The New Tarot Deck: Jack Hurley and John Horler

Before 2014 ends, I want to celebrate the 40th anniversary of The New Tarot Deck, as well as the “projective” reading technique, and two men who were at the center of the late 20th-century tarot scene in the San Francisco Bay area.
The counter-culture shock waves that rippled up and down the California coast in the 1960s swept Jack Hurley and John Horler into a three-year residency at Esalen in Big Sur. After falling under Joseph Campbell’s spell, they designed a radically new tarot deck and created a new way of reading the cards.
These days, it’s not unusual to ask your querant what they see in a card. But until the 1970s, tarot reading was usually a one-way affair, with readers laying out a spread and using their expertise to relay a message. Reader and querant may have had a spontaneous conversation about personal associations with the cards; but no one was talking about this as a deliberate technique until innovative authors like Richard Roberts and Jack Hurley wrote about it in the 1970s.
Here are some quotes from Hurley describing the projective tarot reading method:
- See a picture – tell a story.
- Say the first thing that flashes in your mind, however unrelated it may seem.
- There is no right interpretation of a card.
- What you see is what the cards mean for you.
- The goal is awareness.
- Your first flash of impressions counts most.
- Readings are an individual projection of an existential now.

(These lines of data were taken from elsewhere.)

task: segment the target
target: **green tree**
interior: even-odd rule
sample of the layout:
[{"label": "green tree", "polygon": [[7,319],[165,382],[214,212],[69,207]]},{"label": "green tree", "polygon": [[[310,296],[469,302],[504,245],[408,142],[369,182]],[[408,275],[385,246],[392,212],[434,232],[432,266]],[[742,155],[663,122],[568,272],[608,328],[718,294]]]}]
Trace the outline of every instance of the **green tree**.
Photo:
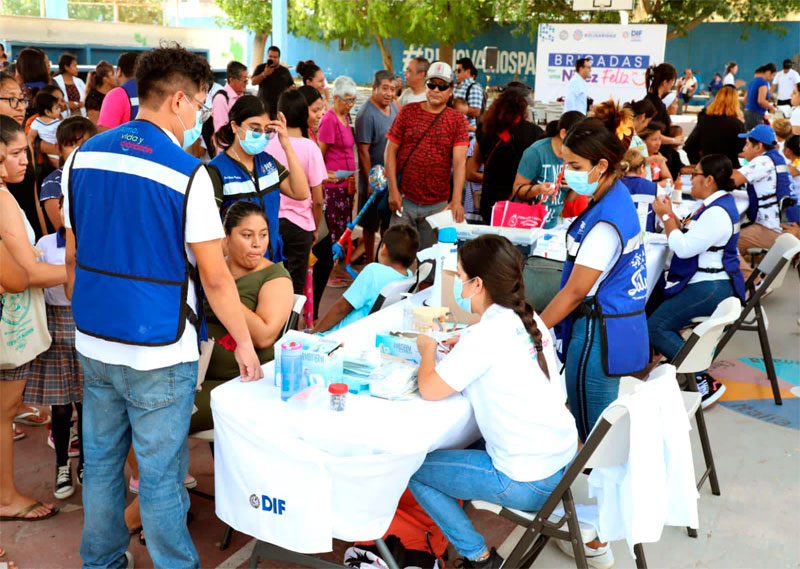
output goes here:
[{"label": "green tree", "polygon": [[295,0],[289,11],[292,33],[317,41],[346,40],[381,50],[394,71],[389,39],[440,45],[445,59],[453,44],[467,41],[492,21],[491,0]]},{"label": "green tree", "polygon": [[[741,22],[746,39],[750,27],[785,34],[780,20],[800,10],[800,0],[637,0],[636,8],[631,23],[666,24],[667,41],[710,20]],[[494,13],[531,37],[546,22],[619,23],[617,12],[575,12],[572,0],[494,0]]]},{"label": "green tree", "polygon": [[233,29],[246,28],[255,33],[250,67],[264,62],[267,36],[272,31],[272,2],[270,0],[214,0],[226,14],[218,24]]},{"label": "green tree", "polygon": [[9,16],[41,16],[39,0],[3,0],[2,13]]}]

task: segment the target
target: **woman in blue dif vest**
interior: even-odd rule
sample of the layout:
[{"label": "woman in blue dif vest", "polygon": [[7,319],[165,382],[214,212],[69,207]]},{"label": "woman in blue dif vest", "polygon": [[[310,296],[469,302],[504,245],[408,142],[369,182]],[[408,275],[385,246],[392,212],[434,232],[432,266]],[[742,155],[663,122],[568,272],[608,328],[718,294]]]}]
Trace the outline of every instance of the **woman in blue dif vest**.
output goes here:
[{"label": "woman in blue dif vest", "polygon": [[[733,165],[727,156],[704,156],[692,173],[692,197],[703,203],[683,223],[672,213],[668,197],[653,202],[653,211],[664,222],[674,255],[663,294],[656,293],[660,294],[661,303],[647,319],[647,327],[653,349],[667,360],[672,360],[683,346],[680,331],[692,318],[710,316],[728,297],[745,300],[737,249],[739,211],[730,193],[735,186],[732,174]],[[648,312],[657,300],[648,304]],[[697,374],[696,380],[703,395],[703,408],[725,392],[725,386],[706,372]]]},{"label": "woman in blue dif vest", "polygon": [[[294,153],[282,113],[278,113],[277,120],[270,120],[261,99],[242,95],[231,107],[228,119],[214,135],[217,145],[225,151],[208,164],[217,205],[223,219],[231,204],[239,200],[260,205],[269,222],[270,245],[265,256],[280,263],[285,259],[278,231],[281,194],[295,200],[306,199],[310,191],[306,173]],[[273,136],[278,137],[286,153],[288,170],[264,152]]]},{"label": "woman in blue dif vest", "polygon": [[548,328],[557,325],[569,407],[583,441],[617,398],[619,377],[650,359],[642,231],[617,171],[630,145],[631,112],[607,101],[592,114],[564,139],[564,181],[590,201],[567,232],[561,291],[541,315]]}]

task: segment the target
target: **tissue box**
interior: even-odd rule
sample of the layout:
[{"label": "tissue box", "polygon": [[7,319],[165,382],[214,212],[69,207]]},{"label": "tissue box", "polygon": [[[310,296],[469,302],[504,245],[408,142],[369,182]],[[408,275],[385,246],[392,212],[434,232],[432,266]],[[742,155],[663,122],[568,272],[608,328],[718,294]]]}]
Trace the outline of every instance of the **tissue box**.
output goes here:
[{"label": "tissue box", "polygon": [[421,357],[417,349],[417,334],[413,332],[381,332],[375,335],[375,345],[382,353],[396,356],[419,365]]},{"label": "tissue box", "polygon": [[[417,332],[442,330],[443,326],[439,319],[446,318],[448,314],[450,314],[450,309],[446,306],[414,307],[414,330]],[[436,323],[434,324],[434,322]]]},{"label": "tissue box", "polygon": [[[275,385],[281,385],[281,344],[284,342],[299,342],[303,346],[303,380],[305,385],[322,385],[326,387],[331,383],[342,381],[344,370],[344,354],[340,349],[331,355],[328,352],[336,348],[339,342],[304,334],[290,330],[275,342]],[[324,378],[324,382],[320,381]]]}]

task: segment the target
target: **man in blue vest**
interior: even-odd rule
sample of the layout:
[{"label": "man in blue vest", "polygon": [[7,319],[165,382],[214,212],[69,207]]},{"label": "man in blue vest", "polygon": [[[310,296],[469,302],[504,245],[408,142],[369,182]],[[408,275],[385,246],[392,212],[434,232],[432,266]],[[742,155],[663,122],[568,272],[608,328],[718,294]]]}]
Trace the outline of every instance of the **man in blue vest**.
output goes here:
[{"label": "man in blue vest", "polygon": [[210,73],[181,47],[142,54],[137,120],[97,135],[64,166],[67,292],[86,378],[84,567],[132,562],[123,518],[131,443],[154,565],[200,567],[183,479],[203,291],[236,342],[242,379],[263,376],[223,258],[211,179],[181,148],[207,118]]}]

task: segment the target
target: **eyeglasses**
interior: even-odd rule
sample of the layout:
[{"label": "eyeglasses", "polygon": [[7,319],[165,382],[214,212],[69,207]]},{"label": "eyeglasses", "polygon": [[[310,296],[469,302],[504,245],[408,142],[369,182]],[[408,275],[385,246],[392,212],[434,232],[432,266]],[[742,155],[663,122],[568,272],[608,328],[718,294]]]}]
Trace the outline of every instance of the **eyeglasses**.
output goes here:
[{"label": "eyeglasses", "polygon": [[12,109],[18,109],[20,105],[27,107],[31,102],[24,97],[0,97],[0,101],[8,101],[8,106]]},{"label": "eyeglasses", "polygon": [[206,122],[209,119],[209,117],[211,117],[211,109],[205,106],[204,103],[201,103],[194,97],[187,97],[185,93],[183,95],[183,98],[186,99],[187,101],[194,103],[195,105],[199,105],[200,122]]},{"label": "eyeglasses", "polygon": [[351,105],[355,105],[356,104],[356,98],[355,97],[348,97],[347,99],[339,99],[339,100],[341,102],[343,102],[345,105],[347,105],[348,107],[351,106]]},{"label": "eyeglasses", "polygon": [[692,178],[694,178],[695,176],[705,176],[705,174],[703,174],[702,172],[698,172],[697,170],[695,170],[694,172],[692,172]]},{"label": "eyeglasses", "polygon": [[269,134],[272,134],[273,132],[275,132],[275,129],[273,129],[273,128],[267,128],[267,129],[263,129],[262,130],[262,129],[258,128],[258,127],[250,128],[250,127],[242,126],[241,129],[243,131],[245,131],[245,132],[250,131],[254,135],[256,135],[257,137],[260,137],[260,136],[262,136],[264,134],[268,134],[269,135]]},{"label": "eyeglasses", "polygon": [[450,83],[436,83],[435,81],[428,81],[426,85],[431,91],[435,91],[437,89],[439,91],[447,91],[450,88]]}]

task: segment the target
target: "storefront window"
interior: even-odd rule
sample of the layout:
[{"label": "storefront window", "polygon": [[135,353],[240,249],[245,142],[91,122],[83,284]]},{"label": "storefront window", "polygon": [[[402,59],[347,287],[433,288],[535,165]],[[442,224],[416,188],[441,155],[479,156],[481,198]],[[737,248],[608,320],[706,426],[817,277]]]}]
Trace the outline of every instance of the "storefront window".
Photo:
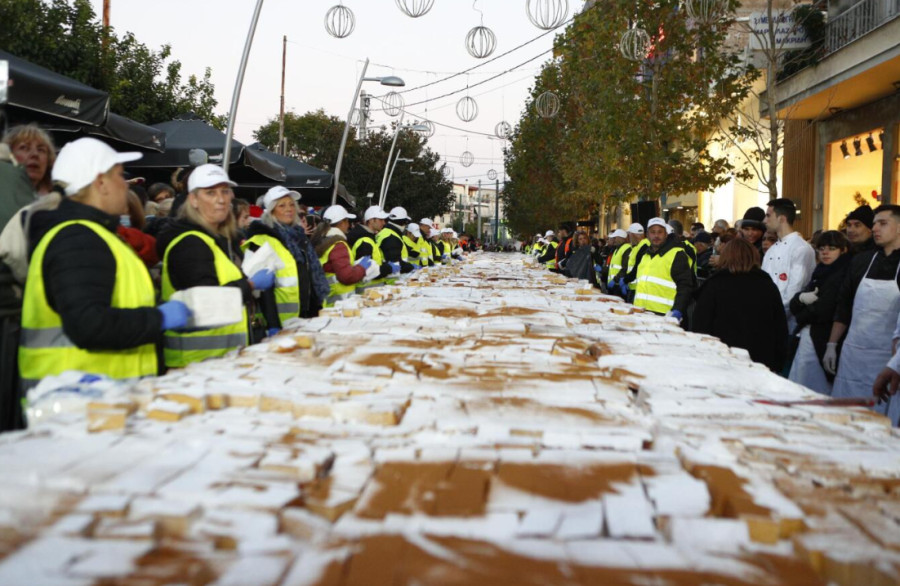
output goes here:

Today, this doesn’t sound very ground-breaking; but back then it was mind-blowing.
The New Tarot Deck, self-published in Sausalito, California by Hurley and Horler in 1974, was designed to be used with the projective reading technique. The stark, black-and-white images are receptacles for unconscious projections. The stripped-down design frees the imagination to invent personal stories based on the cards.
Both men were involved in the San Francisco Bay Area tarot scene for many years. In the ’80s and ’90s, Hurley and Gary Ross published Tarot Network News and created the foundation for an international tarot community, back in the day when print media was the only affordable means of networking.
In 1988, Hurley spoke at length about the projective reading technique on the Tarot Network News Video (discussed in this blog post). A few years later, he helped found BATS (Bay Area Tarot Symposium) which is still the biggest tarot event on the west coast of the USA.
The projective reading style, and The New Tarot Deck, emerged from the 1960s California counter-culture. As a product of that culture myself, I want to honor these innovators who channeled the spirit of those times, and infused tarot with a free-wheeling, creative spirit that continues to characterize tarot four decades later.
Hi Sherryl, Great article thank you. Thought you might like to look at my first edition example of this deck, and I hope you don’t mind that I have linked back to this page.
Regards,
Adam (Sumada)
Hi Adam,
Thanks for sharing your pictures. I didn’t realize there were multiple editions. I envy you having a numbered first edition. The Ace of Wands in my deck has their signatures at the bottom like yours, but they are less cursive and more blockish.
I just noticed that the enclosed paper in my deck lists editions for 1973, 74 and 75. The backs of my cards say 1974, like yours, but I must have a 75 edition.
The paper enclosed with my deck has a lot of the same information, and same spread, as the sheet that you posted, but it also has thumbnails of every card with divinatory meanings next to them.
Thanks for giving me an excuse to get my deck out and enjoy it again.
Sherryl
Thank you so much for this. It is good to know our roots, and to give credit to those to whom it is due.
Hello Michael – thank you for your encouraging words. After so much emphasis on tarot’s Italian roots, I’m hoping to write more about its rather unique American odyssey.
This has always been one of my favorite decks. What I don’t understand is why U.S. Game Systems doesn’t re-issue it. You cannot buy it ANYWHERE.
Somehow I don’t see US Games being interested in this deck – not commercial enough. It makes it that much more meaningful if you find an original. I got mine in an auction in 2012. It was marked down because no one snapped it up. You never know when you’ll get lucky.
I loved this deck. I lost mine in my last move, so now it’s my unicorn deck.